Discontinuing MS drug Gilenya can significantly increase disability

drug warning FDA image Discontinuing MS drug Gilenya can significantly increase disabilityImmediately discontinuing the multiple sclerosis (MS) medication Gilenya (fingolimod) can significantly worsen the disease, even from the point where it was before the medication was started, the Food and Drug Administration (FDA) cautioned in a Safety Communication. This side effect of Gilenya is rare, but can result in permanent disability.

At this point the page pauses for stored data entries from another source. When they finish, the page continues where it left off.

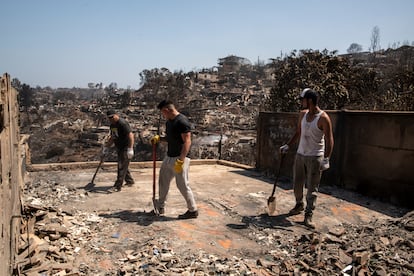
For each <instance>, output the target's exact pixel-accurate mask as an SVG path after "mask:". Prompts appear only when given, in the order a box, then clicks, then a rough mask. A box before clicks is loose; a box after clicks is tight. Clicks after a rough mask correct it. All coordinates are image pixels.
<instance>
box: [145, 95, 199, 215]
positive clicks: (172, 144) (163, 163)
mask: <svg viewBox="0 0 414 276" xmlns="http://www.w3.org/2000/svg"><path fill="white" fill-rule="evenodd" d="M157 107H158V109H159V110H160V111H161V113H162V115H163V116H164V118H165V119H167V123H166V137H162V138H161V137H160V136H159V135H156V136H154V137H153V138H152V139H151V143H152V144H157V143H159V142H160V141H163V142H167V143H168V151H167V156H166V157H165V158H164V160H163V161H162V165H161V168H160V174H159V200H158V206H157V207H156V208H157V209H158V212H159V214H160V215H163V214H164V213H165V202H166V200H167V195H168V191H169V189H170V183H171V180H172V179H173V178H174V177H175V182H176V184H177V188H178V190H179V191H180V193H181V194H182V195H183V197H184V199H185V201H186V203H187V209H188V210H187V212H185V213H184V214H182V215H179V216H178V218H179V219H191V218H196V217H198V211H197V206H196V203H195V200H194V195H193V192H192V190H191V188H190V186H189V184H188V168H189V165H190V158H188V157H187V155H188V153H189V151H190V147H191V124H190V122H189V121H188V118H187V117H186V116H184V115H183V114H181V113H179V112H178V111H177V109H176V108H175V106H174V104H173V103H172V102H170V101H165V100H164V101H162V102H161V103H160V104H159V105H158V106H157ZM154 213H155V212H154Z"/></svg>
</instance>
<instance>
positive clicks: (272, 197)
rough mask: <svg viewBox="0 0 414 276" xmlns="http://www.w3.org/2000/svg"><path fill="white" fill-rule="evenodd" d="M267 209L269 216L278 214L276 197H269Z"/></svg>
mask: <svg viewBox="0 0 414 276" xmlns="http://www.w3.org/2000/svg"><path fill="white" fill-rule="evenodd" d="M267 209H268V214H269V216H273V215H274V214H275V212H276V198H275V197H274V196H271V197H269V199H268V200H267Z"/></svg>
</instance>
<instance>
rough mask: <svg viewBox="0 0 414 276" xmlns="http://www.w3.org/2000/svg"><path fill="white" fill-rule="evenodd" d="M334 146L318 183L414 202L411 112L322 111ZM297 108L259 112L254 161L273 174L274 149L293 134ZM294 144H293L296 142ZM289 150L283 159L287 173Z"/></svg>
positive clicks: (372, 194) (413, 205) (412, 143)
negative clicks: (331, 131) (272, 111)
mask: <svg viewBox="0 0 414 276" xmlns="http://www.w3.org/2000/svg"><path fill="white" fill-rule="evenodd" d="M328 113H329V115H330V117H331V119H332V123H333V130H334V139H335V146H334V152H333V155H332V158H331V168H330V169H329V170H328V171H327V172H325V173H324V175H323V177H322V181H321V184H325V185H336V186H341V187H344V188H346V189H349V190H352V191H356V192H359V193H361V194H364V195H368V196H371V197H374V198H377V199H380V200H384V201H387V202H390V203H393V204H396V205H399V206H404V207H409V208H413V207H414V201H413V200H412V195H413V194H414V112H368V111H345V110H344V111H328ZM297 118H298V113H265V112H262V113H260V115H259V120H258V132H257V149H258V151H257V162H256V167H257V168H258V169H259V170H261V171H269V172H271V173H275V172H276V170H277V167H278V165H279V162H280V158H279V157H278V156H277V154H275V153H277V152H278V149H279V147H280V146H281V145H283V144H284V143H285V142H286V141H288V140H289V138H290V137H292V135H293V134H294V131H295V128H296V124H297ZM296 146H297V145H296ZM295 150H296V149H291V150H290V152H289V154H288V156H287V158H286V159H285V161H284V162H283V163H284V164H283V166H282V175H284V176H288V177H292V166H293V160H294V156H295Z"/></svg>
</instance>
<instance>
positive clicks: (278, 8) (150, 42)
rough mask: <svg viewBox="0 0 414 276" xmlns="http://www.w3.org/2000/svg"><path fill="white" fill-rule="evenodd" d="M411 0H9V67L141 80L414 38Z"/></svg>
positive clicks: (8, 22) (6, 71) (411, 40)
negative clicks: (356, 44) (165, 70)
mask: <svg viewBox="0 0 414 276" xmlns="http://www.w3.org/2000/svg"><path fill="white" fill-rule="evenodd" d="M413 11H414V1H412V0H389V1H386V0H362V1H361V0H358V1H357V0H346V1H345V0H342V1H339V0H289V1H282V0H280V1H279V0H250V1H248V0H209V1H201V0H169V1H167V0H117V1H116V0H112V1H109V0H70V1H69V0H67V1H57V0H37V1H33V0H10V1H2V3H1V4H0V14H1V16H0V26H1V39H0V74H3V73H5V72H7V73H9V74H10V75H11V77H12V78H18V79H19V80H20V81H21V82H23V83H26V84H29V85H31V86H37V85H40V86H42V87H43V86H51V87H54V88H57V87H87V84H88V83H89V82H95V83H99V82H102V83H103V84H104V85H109V84H110V83H111V82H116V83H117V84H118V87H122V88H126V87H127V86H131V87H132V88H138V87H139V83H140V78H139V73H140V72H141V71H142V70H145V69H152V68H161V67H166V68H168V69H169V70H170V71H176V70H183V71H184V72H188V71H192V70H199V69H202V68H211V67H213V66H215V65H217V60H218V59H219V58H223V57H226V56H228V55H237V56H240V57H244V58H247V59H249V60H250V61H251V62H252V63H256V62H257V60H258V59H260V60H261V61H265V62H266V63H267V62H268V60H269V59H270V58H276V57H279V56H280V55H281V53H283V54H289V53H290V52H291V51H292V50H295V49H296V50H302V49H313V50H323V49H328V50H329V51H333V50H338V51H339V53H346V49H347V48H348V47H349V46H350V45H351V43H358V44H361V45H362V46H363V50H368V49H369V47H370V45H371V34H372V30H373V28H374V27H375V26H378V27H379V30H380V44H381V47H382V48H388V46H390V45H392V43H396V42H400V43H402V42H403V41H409V42H410V43H412V42H413V41H414V16H413Z"/></svg>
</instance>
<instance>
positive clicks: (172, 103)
mask: <svg viewBox="0 0 414 276" xmlns="http://www.w3.org/2000/svg"><path fill="white" fill-rule="evenodd" d="M172 104H173V103H172V101H169V100H163V101H161V102H160V103H159V104H158V105H157V108H158V109H160V110H161V109H163V108H164V107H166V106H168V105H172Z"/></svg>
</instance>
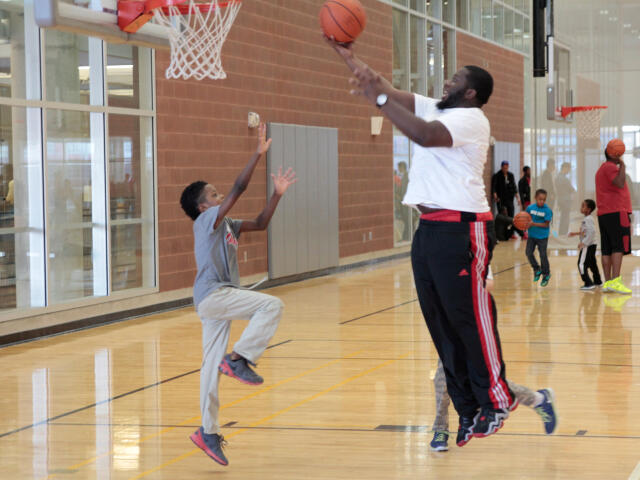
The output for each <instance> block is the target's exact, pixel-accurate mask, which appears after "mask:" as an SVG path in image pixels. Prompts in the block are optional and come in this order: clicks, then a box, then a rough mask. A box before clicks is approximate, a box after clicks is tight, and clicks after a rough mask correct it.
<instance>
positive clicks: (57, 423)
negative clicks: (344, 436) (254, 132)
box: [51, 422, 640, 480]
mask: <svg viewBox="0 0 640 480" xmlns="http://www.w3.org/2000/svg"><path fill="white" fill-rule="evenodd" d="M51 425H56V426H64V427H75V426H78V427H143V428H166V427H174V428H197V427H199V426H200V425H196V424H193V425H150V424H138V423H71V422H69V423H67V422H56V423H52V424H51ZM380 426H381V425H378V426H376V427H370V428H366V427H361V428H358V427H314V426H278V425H273V426H264V425H262V426H261V425H258V426H255V427H252V426H249V425H245V426H243V425H232V426H227V427H225V428H227V429H230V430H235V429H245V430H304V431H316V430H317V431H327V432H370V433H432V431H431V427H430V426H428V425H408V426H407V427H411V428H407V429H404V430H403V429H386V428H379V427H380ZM450 433H451V434H454V433H456V432H450ZM497 435H500V436H503V435H506V436H518V437H523V436H526V437H545V438H553V437H561V438H589V439H593V440H598V439H619V440H640V435H590V434H586V433H585V434H583V435H577V434H575V433H573V434H571V433H554V434H553V435H547V434H545V433H532V432H527V433H517V432H512V433H509V432H505V431H501V432H499V433H498V434H497ZM632 473H635V470H634V472H632ZM638 475H640V470H639V471H638ZM629 478H631V477H629ZM637 479H638V480H640V476H638V477H637Z"/></svg>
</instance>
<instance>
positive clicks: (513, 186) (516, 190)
mask: <svg viewBox="0 0 640 480" xmlns="http://www.w3.org/2000/svg"><path fill="white" fill-rule="evenodd" d="M517 191H518V190H517V187H516V179H515V177H514V176H513V173H511V172H510V171H509V162H507V161H504V162H502V164H501V166H500V171H498V172H496V173H495V175H494V176H493V178H492V180H491V194H492V195H493V199H494V201H495V202H496V203H497V204H498V212H501V211H502V209H503V208H506V209H507V215H508V216H509V217H513V214H514V210H515V209H514V206H513V199H514V198H516V193H517ZM518 203H520V199H519V198H518Z"/></svg>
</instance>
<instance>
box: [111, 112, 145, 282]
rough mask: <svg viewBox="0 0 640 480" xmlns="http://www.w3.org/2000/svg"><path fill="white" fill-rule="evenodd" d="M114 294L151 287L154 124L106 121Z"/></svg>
mask: <svg viewBox="0 0 640 480" xmlns="http://www.w3.org/2000/svg"><path fill="white" fill-rule="evenodd" d="M109 198H110V205H111V209H110V210H111V278H112V289H113V291H118V290H123V289H127V288H138V287H149V286H153V285H154V284H155V271H154V269H153V264H154V263H153V262H154V259H153V251H154V237H153V228H154V224H153V223H154V222H153V138H152V119H151V118H148V117H136V116H130V115H109Z"/></svg>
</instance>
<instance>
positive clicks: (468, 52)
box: [456, 32, 524, 194]
mask: <svg viewBox="0 0 640 480" xmlns="http://www.w3.org/2000/svg"><path fill="white" fill-rule="evenodd" d="M456 42H457V45H456V57H457V58H456V60H457V64H458V68H460V67H463V66H464V65H478V66H479V67H482V68H485V69H486V70H487V71H488V72H489V73H491V75H492V76H493V81H494V86H493V94H492V95H491V98H490V99H489V103H487V105H485V107H484V108H483V110H484V112H485V114H486V115H487V117H488V118H489V122H490V123H491V135H492V136H493V137H494V138H495V139H496V140H497V141H499V142H516V143H519V144H520V165H522V161H523V159H524V76H523V73H524V57H523V56H522V55H520V54H517V53H514V52H511V51H509V50H506V49H504V48H501V47H499V46H497V45H494V44H491V43H488V42H485V41H483V40H481V39H479V38H476V37H472V36H471V35H465V34H464V33H460V32H458V33H457V36H456ZM492 170H493V164H492V160H490V161H489V162H487V167H486V168H485V171H484V177H485V184H486V186H487V194H490V192H491V188H490V185H491V175H492V174H493V173H494V172H492ZM512 173H513V174H514V175H515V177H516V180H517V179H519V178H520V176H521V172H512Z"/></svg>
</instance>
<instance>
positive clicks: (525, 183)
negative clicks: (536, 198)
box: [518, 166, 531, 210]
mask: <svg viewBox="0 0 640 480" xmlns="http://www.w3.org/2000/svg"><path fill="white" fill-rule="evenodd" d="M518 193H519V194H520V205H521V208H522V209H523V210H524V209H526V208H527V207H528V206H529V205H531V168H529V167H527V166H525V167H523V168H522V177H521V178H520V181H518Z"/></svg>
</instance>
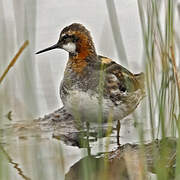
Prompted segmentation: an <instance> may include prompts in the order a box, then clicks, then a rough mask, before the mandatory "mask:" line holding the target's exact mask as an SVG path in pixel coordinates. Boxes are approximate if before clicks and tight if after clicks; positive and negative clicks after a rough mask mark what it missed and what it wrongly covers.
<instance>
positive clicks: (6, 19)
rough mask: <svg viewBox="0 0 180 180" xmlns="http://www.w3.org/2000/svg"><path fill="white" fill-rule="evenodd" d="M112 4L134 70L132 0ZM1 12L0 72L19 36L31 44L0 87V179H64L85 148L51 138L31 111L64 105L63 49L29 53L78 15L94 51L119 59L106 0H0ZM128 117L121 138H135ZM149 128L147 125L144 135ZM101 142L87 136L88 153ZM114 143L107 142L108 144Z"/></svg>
mask: <svg viewBox="0 0 180 180" xmlns="http://www.w3.org/2000/svg"><path fill="white" fill-rule="evenodd" d="M115 4H116V10H117V14H118V18H119V25H120V29H121V33H122V37H123V43H124V46H125V49H126V54H127V57H128V64H129V69H130V70H131V71H132V72H134V73H138V72H140V71H143V60H142V50H143V45H142V44H143V43H142V38H141V27H140V20H139V15H138V9H137V3H136V1H127V0H121V1H115ZM7 9H8V11H7ZM0 15H1V16H0V18H1V19H0V34H3V36H0V46H1V48H0V58H1V66H0V72H3V70H4V69H5V67H6V66H7V64H8V62H10V60H11V59H12V57H13V56H14V54H15V52H17V51H18V49H19V47H20V46H21V45H22V43H23V42H24V40H26V39H28V40H30V46H29V48H28V49H26V50H25V51H24V52H23V54H22V55H21V57H20V59H19V60H18V61H17V63H16V65H15V66H14V67H13V68H12V70H11V71H10V72H9V73H8V75H7V77H6V79H5V81H4V82H3V84H1V87H0V88H1V89H0V98H1V102H3V103H2V107H1V109H0V110H1V111H0V116H1V120H2V122H1V129H0V140H1V141H0V157H1V159H3V161H2V163H3V164H1V166H0V167H1V168H0V169H1V173H0V174H1V179H13V180H16V179H17V180H20V179H33V180H36V179H37V180H39V179H43V180H45V179H47V180H49V179H51V180H53V179H54V180H55V179H64V174H65V173H66V172H68V170H69V168H70V167H71V166H72V165H73V164H74V163H75V162H77V161H79V160H80V159H81V158H82V157H84V156H86V155H87V151H86V149H79V148H78V147H71V146H67V145H65V144H64V143H63V142H61V141H58V140H56V139H54V138H52V131H42V130H41V129H38V128H37V126H36V125H34V124H33V122H32V119H34V118H36V117H39V116H44V115H45V114H48V113H50V112H52V111H54V110H56V109H58V108H59V107H61V106H62V102H61V100H60V98H59V85H60V81H61V79H62V77H63V70H64V68H65V64H66V61H67V57H68V55H67V53H66V52H64V51H62V50H54V51H51V52H48V53H44V54H42V55H38V56H35V54H34V53H35V52H36V51H38V50H40V49H43V48H46V47H48V46H50V45H52V44H54V43H56V42H57V40H58V36H59V33H60V30H61V29H62V28H64V26H66V25H69V24H70V23H72V22H80V23H82V24H84V25H86V26H87V28H88V29H89V30H90V31H91V33H92V36H93V39H94V42H95V45H96V48H97V52H98V53H99V54H101V55H104V56H108V57H111V58H112V59H114V60H116V61H117V62H120V63H121V62H122V61H121V60H120V59H119V58H118V55H117V53H116V48H115V43H114V40H113V36H112V30H111V26H110V22H109V17H108V12H107V7H106V3H105V1H97V0H86V1H84V0H79V1H74V0H68V1H66V0H62V1H58V0H52V1H48V0H39V1H35V0H31V1H29V0H21V1H19V0H18V1H13V2H12V1H6V0H2V1H1V2H0ZM0 74H1V73H0ZM139 108H140V107H139ZM9 111H12V120H8V118H7V117H6V115H7V113H8V112H9ZM141 118H142V117H141ZM142 119H143V118H142ZM131 120H132V117H130V121H124V123H122V124H123V125H122V130H121V143H122V144H124V143H127V142H137V141H138V133H137V131H136V130H135V128H134V126H133V122H132V121H131ZM147 127H148V126H147ZM149 131H150V130H149V129H148V128H147V129H146V134H147V136H148V133H147V132H149ZM147 139H149V137H147ZM99 142H100V143H101V144H102V145H103V144H104V143H102V140H99V141H98V142H94V143H92V147H93V148H92V150H91V151H92V154H96V153H97V152H102V151H105V149H103V147H102V149H98V148H99ZM112 144H113V143H112ZM115 147H116V145H115V144H113V145H112V146H111V147H110V148H111V149H113V148H115Z"/></svg>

The FDA is advising patients to contact their doctor immediately if they experience new or worsening symptoms of MS after stopping Gilenya treatment. These symptoms vary and include new or worsening weakness, increased trouble using arms or legs, or changes in thinking, eyesight or balance.

Gilenya treatment may have to be stopped for reasons such as adverse drug reactions, planned or unplanned pregnancy, or because the treatment isn’t working. Gilenya should not be discontinued without first talking to a doctor, as doing so can worsen MS symptoms.

Gilenyam was approved by the FDA in 2010 to treat a form of MS called relapsing MS. Since it was approved, the FDA identified 35 cases of severely increased disability accompanied by the presence of new lesions on magnetic resonance imaging that occurred 2 to 24 weeks after Gilenya was stopped. Most patients experienced this worsening of symptoms during the first 12 weeks after stopping the drug.

The agency said that since its analysis only included reports that were submitted to the FDA, it is likely that there are other cases of worsening MS with the discontinuation of Gilenya that are unreported.

The severe disability in patients after who stopped taking Gilenya was also more severe than typical MS relapses. For example, in some cases, patients who were able to walk without assistance prior to discontinuing Gilenya required wheelchairs or became totally bedbound after stopping the drug. Recovery also varied in these patients. Seventeen had partial recovery, eight experienced permanent disability or no recovery, and six eventually returned to the level of disability they had before or during Gilenya treatment.

In the eight years since its approval, the FDA has issued several Safety Communications about potential risks associated with the drug including  in August 2015 and August 2013 about a rare brain infection linked to use, May 2012 about revised cardiovascular monitoring recommendations, and December 2011 about a reported patient death.